Le Juge d'instance à Nelson, Henry Thompson, était un homme très colérique, arrogant qui n'était pas disposé à admettre que la colonie de Nelson n'était pas en leur possession et qu'ils ne contrôlaient pas les Plaines Wairau. Te Rauparaha et Te Rangihaeata allèrent à Nelson et ont fait très clairement comprendre qu'ils ne permettraient pas aux colons d'occuper la Plaine Wairau. En dépit de cela, Wakefield et Thompson ont envoyé des colons. Les Maoris très fermement, mais sans violence, les expulsèrent hors de leur terrain.

Thompson a immédiatement délivré un mandat pour l'arrestation des deux chefs. Lui et Wakefield ont alors recruté un groupe d'agents spéciaux et les ont emmenés pour réaliser cette arrestation. Le résultat fut le Massacre de Wairau, dans lequel Arthur Wakefield et 21 hommes du groupes trouvèrent la mort, tués par les Maoris au cours de la confrontation.

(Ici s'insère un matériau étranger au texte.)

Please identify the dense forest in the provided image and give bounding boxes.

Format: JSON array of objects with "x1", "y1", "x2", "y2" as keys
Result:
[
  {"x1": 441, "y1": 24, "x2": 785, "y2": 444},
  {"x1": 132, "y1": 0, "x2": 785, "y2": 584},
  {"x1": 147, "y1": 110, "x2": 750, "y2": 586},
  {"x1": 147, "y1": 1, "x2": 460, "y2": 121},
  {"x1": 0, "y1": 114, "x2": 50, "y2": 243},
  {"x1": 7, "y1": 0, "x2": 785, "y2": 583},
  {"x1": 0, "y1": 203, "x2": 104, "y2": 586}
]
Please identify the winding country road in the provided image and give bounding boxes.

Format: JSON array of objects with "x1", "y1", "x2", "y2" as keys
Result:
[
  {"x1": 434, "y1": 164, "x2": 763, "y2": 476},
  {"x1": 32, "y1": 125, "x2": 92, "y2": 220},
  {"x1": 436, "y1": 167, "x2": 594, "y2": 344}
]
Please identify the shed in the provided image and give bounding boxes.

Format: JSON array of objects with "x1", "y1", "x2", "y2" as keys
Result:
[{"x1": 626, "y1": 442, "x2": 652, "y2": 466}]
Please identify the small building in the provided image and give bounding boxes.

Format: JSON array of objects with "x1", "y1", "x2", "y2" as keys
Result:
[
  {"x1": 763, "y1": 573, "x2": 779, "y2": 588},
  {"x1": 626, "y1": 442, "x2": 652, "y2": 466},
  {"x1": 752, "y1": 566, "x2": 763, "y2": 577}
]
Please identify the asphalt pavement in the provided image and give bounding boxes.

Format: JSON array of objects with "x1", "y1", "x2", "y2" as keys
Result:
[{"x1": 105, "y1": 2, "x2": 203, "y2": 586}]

Il est difficile de trouver le responsable de ce désastre. Henry Thompson a l'air d'être celui qui a poussé à l'arrestation de Te Rauparaha et il était déjà réputé pour ses impulsions têtues, irrationnelles. Mais Wakefield était supposé être au commande de la colonie. Son frère lui avait dit que la revendication du terrain n'était pas valable. Il semble qu'il ait cédé aux pressions et aux attentes des gens autour de lui et particulièrement à Thompson. S'il avait été un plus fort, s'il avait écouté sa conscience plutôt que la convenance, il ne serait peut-être pas mort à Wairau. Et encore on ne pouvait le considérer comme étant un homme de faible volonté, ayant été un officier dans la Marine britannique pendant de nombreuses années et était monté jusqu'à pouvoir commander son propre navire avec le succès connu. Il avait acquis beaucoup d'expériences et il aurait du reconnaître la folie d'aborder Te Rauparaha et ses guerriers à Wairau.

L'investigation gouvernementale a constaté par la suite que l'expédition entière avait été illégale et avait disculpé les Maoris. Cela ne fit pas plaisir aux colons, qui immédiatement commencèrent une campagne politique contre le Gouverneur, Robert FitzRoy ce qui contribuera à son premier licenciement.